REPUBLIKA.CO.ID, JAKARTA -- Anak-anak memiliki kecenderungan meniru perilaku orang dewasa, terutama orang tua mereka. Ketika anak-anak melihat orang tua mereka terus-menerus menempel pada layar ponsel atau tablet, mereka akan menganggap bahwa perilaku tersebut adalah hal normal dan wajar. Padahal, penggunaan gadget yang berlebihan dapat berdampak negatif bagi perkembangan anak, seperti gangguan konsentrasi, masalah tidur, hingga kurangnya interaksi sosial.
Pengurus Pusat Himpunan Psikologi Indonesia (PP HIMPSI) Anrilia EM Ningdyah, PH.D., Psikolog mengingatkan pola penggunaan gadget (gawai) pada orang tua bisa membentuk pola yang sama pada anak-anak. Anrilia menjelaskan orang tua memiliki peran penting dalam memberikan contoh serta mengawasi anak-anak dalam penggunaan gadget.
“Kita harus pastikan dulu bahwa penggunaan kita terkait teknologi digital terutama gadget itu tepat, barulah kita membantu anak,” kata Anrilia dalam diskusi daring yang digelar Badan Kependudukan dan Keluarga Berencana Nasional (BKKBN) bersama Dinas Pemberdayaan, Perlindungan Anak dan Pengendalian Penduduk (PPAPP) di Jakarta, Kamis (29/8/2024).
Anrilia menjabarkan orang tua perlu menyadari penggunaan gadget yang tepat sebelum kemudian menerapkan pola yang sama kepada anak-anak.
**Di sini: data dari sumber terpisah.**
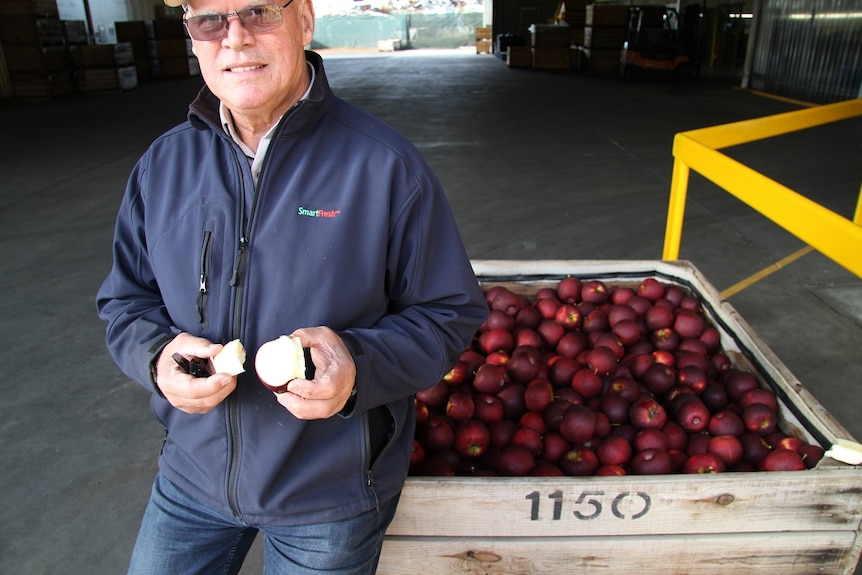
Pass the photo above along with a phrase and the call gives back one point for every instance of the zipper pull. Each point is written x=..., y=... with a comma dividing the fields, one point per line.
x=243, y=242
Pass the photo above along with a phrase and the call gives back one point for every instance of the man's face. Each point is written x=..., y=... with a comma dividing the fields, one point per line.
x=256, y=74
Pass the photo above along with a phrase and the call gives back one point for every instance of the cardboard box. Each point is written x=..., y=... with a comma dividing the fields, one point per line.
x=388, y=45
x=604, y=37
x=552, y=59
x=603, y=60
x=30, y=30
x=550, y=36
x=34, y=58
x=607, y=15
x=735, y=523
x=75, y=32
x=40, y=8
x=519, y=57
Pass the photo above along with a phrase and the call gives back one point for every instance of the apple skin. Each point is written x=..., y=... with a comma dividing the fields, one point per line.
x=759, y=418
x=437, y=434
x=488, y=408
x=579, y=462
x=651, y=288
x=704, y=463
x=614, y=451
x=782, y=460
x=651, y=462
x=569, y=289
x=436, y=396
x=472, y=438
x=514, y=461
x=728, y=447
x=578, y=423
x=460, y=406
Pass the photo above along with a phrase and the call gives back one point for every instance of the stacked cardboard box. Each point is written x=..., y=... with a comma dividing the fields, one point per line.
x=32, y=37
x=604, y=34
x=171, y=49
x=573, y=13
x=551, y=44
x=104, y=67
x=484, y=44
x=138, y=34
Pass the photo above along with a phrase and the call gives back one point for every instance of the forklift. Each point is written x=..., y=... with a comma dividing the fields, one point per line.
x=658, y=46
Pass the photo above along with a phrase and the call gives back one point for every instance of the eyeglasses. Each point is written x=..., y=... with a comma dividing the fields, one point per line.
x=210, y=27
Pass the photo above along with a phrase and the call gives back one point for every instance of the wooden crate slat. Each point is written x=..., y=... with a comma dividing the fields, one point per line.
x=798, y=553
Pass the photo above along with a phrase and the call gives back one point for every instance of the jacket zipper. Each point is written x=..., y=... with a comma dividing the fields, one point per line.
x=236, y=329
x=203, y=267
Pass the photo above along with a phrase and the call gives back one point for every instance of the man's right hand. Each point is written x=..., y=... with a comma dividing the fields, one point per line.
x=183, y=391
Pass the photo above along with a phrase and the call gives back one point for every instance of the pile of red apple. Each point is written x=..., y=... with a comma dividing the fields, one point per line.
x=590, y=379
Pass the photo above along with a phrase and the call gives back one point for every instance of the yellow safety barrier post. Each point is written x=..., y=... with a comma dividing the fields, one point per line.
x=835, y=236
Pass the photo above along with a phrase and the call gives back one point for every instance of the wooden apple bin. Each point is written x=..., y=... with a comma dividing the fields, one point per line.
x=785, y=523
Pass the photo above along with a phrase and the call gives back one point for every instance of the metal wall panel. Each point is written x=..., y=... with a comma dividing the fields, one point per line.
x=809, y=50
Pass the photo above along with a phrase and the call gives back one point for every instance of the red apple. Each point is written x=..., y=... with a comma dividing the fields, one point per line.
x=548, y=307
x=571, y=344
x=561, y=370
x=621, y=294
x=514, y=461
x=651, y=288
x=765, y=396
x=579, y=462
x=472, y=439
x=782, y=460
x=568, y=316
x=647, y=413
x=594, y=291
x=601, y=360
x=725, y=422
x=659, y=317
x=650, y=438
x=498, y=319
x=587, y=383
x=659, y=378
x=551, y=332
x=437, y=434
x=490, y=378
x=692, y=414
x=651, y=462
x=436, y=396
x=488, y=408
x=554, y=446
x=578, y=423
x=628, y=331
x=538, y=394
x=760, y=419
x=610, y=471
x=529, y=438
x=704, y=463
x=614, y=451
x=497, y=339
x=728, y=447
x=569, y=289
x=687, y=323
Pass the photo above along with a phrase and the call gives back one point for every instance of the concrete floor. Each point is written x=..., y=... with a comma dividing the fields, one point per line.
x=536, y=165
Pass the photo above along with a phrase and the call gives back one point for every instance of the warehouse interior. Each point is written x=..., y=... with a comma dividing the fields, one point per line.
x=537, y=165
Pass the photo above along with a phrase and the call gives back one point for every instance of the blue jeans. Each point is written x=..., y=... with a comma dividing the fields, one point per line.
x=180, y=536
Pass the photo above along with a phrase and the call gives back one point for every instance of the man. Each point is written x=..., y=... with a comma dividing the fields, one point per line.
x=277, y=209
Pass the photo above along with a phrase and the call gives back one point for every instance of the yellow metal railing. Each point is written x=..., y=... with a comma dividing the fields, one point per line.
x=835, y=236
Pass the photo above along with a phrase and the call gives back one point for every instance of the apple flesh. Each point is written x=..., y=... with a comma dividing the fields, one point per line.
x=280, y=361
x=230, y=359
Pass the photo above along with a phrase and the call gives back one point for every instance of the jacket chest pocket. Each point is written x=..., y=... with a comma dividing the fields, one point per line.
x=204, y=270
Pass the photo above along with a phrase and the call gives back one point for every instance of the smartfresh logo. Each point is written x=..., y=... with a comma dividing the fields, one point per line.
x=317, y=213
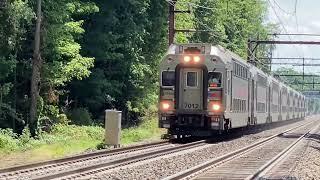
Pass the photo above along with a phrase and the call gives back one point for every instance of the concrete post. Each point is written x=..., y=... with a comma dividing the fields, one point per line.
x=113, y=127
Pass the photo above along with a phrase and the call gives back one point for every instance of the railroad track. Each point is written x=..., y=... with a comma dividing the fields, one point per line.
x=251, y=162
x=35, y=168
x=66, y=167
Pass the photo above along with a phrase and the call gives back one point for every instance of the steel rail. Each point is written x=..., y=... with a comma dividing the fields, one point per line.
x=225, y=158
x=92, y=169
x=282, y=155
x=83, y=157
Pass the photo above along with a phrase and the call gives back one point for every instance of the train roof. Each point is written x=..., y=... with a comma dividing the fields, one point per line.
x=226, y=56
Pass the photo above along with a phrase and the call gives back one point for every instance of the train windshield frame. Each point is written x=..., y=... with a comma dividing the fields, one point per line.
x=214, y=79
x=168, y=78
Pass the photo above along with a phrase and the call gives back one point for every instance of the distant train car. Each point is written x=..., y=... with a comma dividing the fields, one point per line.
x=206, y=88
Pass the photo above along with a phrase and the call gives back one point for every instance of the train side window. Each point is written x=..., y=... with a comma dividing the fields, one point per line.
x=214, y=79
x=168, y=78
x=192, y=78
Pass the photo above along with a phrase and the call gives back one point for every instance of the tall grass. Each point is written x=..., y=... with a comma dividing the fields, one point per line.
x=69, y=139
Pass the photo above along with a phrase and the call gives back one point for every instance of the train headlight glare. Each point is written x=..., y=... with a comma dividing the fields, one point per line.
x=165, y=105
x=196, y=59
x=216, y=107
x=186, y=59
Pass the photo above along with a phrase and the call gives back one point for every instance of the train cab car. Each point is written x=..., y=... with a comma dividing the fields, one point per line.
x=206, y=89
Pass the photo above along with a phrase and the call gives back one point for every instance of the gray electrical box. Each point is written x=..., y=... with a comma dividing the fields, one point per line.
x=112, y=127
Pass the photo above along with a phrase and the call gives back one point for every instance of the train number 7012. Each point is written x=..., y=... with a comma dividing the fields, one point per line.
x=191, y=106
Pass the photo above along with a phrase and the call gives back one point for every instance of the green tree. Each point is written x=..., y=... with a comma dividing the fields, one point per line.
x=127, y=39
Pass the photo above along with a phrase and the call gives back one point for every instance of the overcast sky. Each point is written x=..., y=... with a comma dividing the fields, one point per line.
x=306, y=19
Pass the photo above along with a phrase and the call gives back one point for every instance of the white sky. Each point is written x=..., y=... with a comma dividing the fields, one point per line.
x=305, y=20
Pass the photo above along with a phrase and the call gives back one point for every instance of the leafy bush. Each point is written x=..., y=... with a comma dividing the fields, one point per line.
x=81, y=116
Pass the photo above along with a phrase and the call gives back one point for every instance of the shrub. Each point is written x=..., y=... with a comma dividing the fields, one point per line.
x=80, y=116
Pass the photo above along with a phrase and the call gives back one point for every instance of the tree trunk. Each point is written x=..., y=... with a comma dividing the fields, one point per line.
x=35, y=79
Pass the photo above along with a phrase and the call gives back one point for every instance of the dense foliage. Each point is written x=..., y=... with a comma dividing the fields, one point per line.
x=99, y=55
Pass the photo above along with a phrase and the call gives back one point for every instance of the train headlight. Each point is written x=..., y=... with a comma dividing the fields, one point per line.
x=196, y=59
x=166, y=105
x=216, y=107
x=186, y=59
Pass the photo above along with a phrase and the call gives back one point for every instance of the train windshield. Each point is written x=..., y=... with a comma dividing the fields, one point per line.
x=168, y=78
x=214, y=79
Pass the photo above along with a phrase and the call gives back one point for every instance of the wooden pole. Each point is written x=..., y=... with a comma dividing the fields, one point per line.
x=35, y=79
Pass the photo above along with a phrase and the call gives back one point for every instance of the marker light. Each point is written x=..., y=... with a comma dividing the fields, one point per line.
x=196, y=59
x=165, y=106
x=216, y=107
x=186, y=59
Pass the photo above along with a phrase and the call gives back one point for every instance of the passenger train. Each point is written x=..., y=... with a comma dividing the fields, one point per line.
x=206, y=89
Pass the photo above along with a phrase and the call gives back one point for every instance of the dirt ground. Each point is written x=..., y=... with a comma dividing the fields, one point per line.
x=308, y=166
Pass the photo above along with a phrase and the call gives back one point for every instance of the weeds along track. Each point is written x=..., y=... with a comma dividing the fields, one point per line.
x=35, y=170
x=250, y=162
x=85, y=164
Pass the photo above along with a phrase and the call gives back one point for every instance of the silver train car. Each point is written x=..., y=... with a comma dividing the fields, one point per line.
x=206, y=89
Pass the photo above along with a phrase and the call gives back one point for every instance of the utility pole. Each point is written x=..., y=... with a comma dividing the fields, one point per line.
x=171, y=21
x=35, y=79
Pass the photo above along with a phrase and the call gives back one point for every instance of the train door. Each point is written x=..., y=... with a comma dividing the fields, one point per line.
x=190, y=91
x=252, y=100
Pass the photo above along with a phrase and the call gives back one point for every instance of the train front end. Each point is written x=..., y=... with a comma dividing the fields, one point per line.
x=190, y=101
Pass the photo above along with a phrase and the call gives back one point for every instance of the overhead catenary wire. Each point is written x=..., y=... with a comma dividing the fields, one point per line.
x=262, y=65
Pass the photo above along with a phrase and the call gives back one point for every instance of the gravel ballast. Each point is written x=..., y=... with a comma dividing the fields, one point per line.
x=165, y=166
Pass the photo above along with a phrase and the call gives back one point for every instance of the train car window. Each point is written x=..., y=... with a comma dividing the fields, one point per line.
x=214, y=79
x=192, y=79
x=168, y=78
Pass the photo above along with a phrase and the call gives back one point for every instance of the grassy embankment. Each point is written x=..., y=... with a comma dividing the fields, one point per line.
x=66, y=140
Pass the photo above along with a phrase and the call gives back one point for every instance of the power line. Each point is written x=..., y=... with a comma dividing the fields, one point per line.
x=289, y=13
x=281, y=23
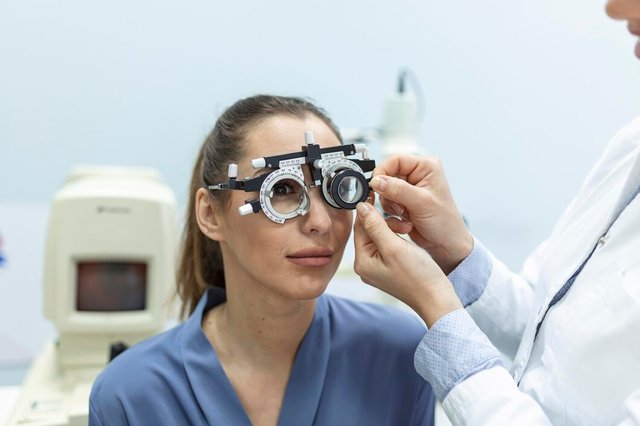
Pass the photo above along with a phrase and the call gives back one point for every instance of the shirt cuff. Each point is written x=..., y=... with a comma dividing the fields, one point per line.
x=471, y=276
x=452, y=350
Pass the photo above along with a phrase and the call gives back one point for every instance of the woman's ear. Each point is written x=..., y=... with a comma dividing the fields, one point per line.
x=209, y=215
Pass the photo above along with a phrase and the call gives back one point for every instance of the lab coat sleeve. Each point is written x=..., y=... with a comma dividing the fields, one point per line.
x=491, y=397
x=506, y=303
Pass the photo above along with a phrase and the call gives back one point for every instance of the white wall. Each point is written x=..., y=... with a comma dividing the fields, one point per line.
x=520, y=96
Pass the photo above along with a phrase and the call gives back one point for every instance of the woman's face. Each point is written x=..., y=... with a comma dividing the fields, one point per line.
x=296, y=259
x=628, y=10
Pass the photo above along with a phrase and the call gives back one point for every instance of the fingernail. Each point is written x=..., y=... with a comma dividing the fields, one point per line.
x=363, y=209
x=379, y=183
x=397, y=209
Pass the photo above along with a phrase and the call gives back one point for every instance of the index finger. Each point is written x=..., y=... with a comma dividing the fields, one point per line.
x=411, y=168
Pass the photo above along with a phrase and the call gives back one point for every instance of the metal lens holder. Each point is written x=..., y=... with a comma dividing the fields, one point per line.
x=330, y=169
Apabila orang tua menggunakan gadget hingga mengganggu pola tidur, aktivitas fisik, dan nutrisi, maka hal itu menandakan penggunaan gadget yang tidak tepat.
Selain itu, apabila penggunaan gadget sudah mengurangi interaksi sosial, orang tua juga perlu mewaspadai kondisi ini. “Pastikan juga penggunaan gadget tidak mengganggu peran orang tua kepada anak-anak,” kata Anrilia. Untuk itu, orang tua pun perlu lebih dulu memperbaiki pola penggunaan gadget agar lebih mudah untuk mengarahkan anak-anak dalam hal menggunakan gadget.
Selain itu, Anrilia menyarankan agar orang tua memakai aplikasi yang aman untuk mengontrol penggunaan gadget (gawai) pada anak. “Mungkin banyak orang tua yang tidak familier dengan aplikasi atau mesin pencari yang aman untuk anak-anak karena terbiasa menggunakan yang untuk orang dewasa saat memberi fasilitas untuk anak. Itu yang harus kita ubah,” kata Anrilia.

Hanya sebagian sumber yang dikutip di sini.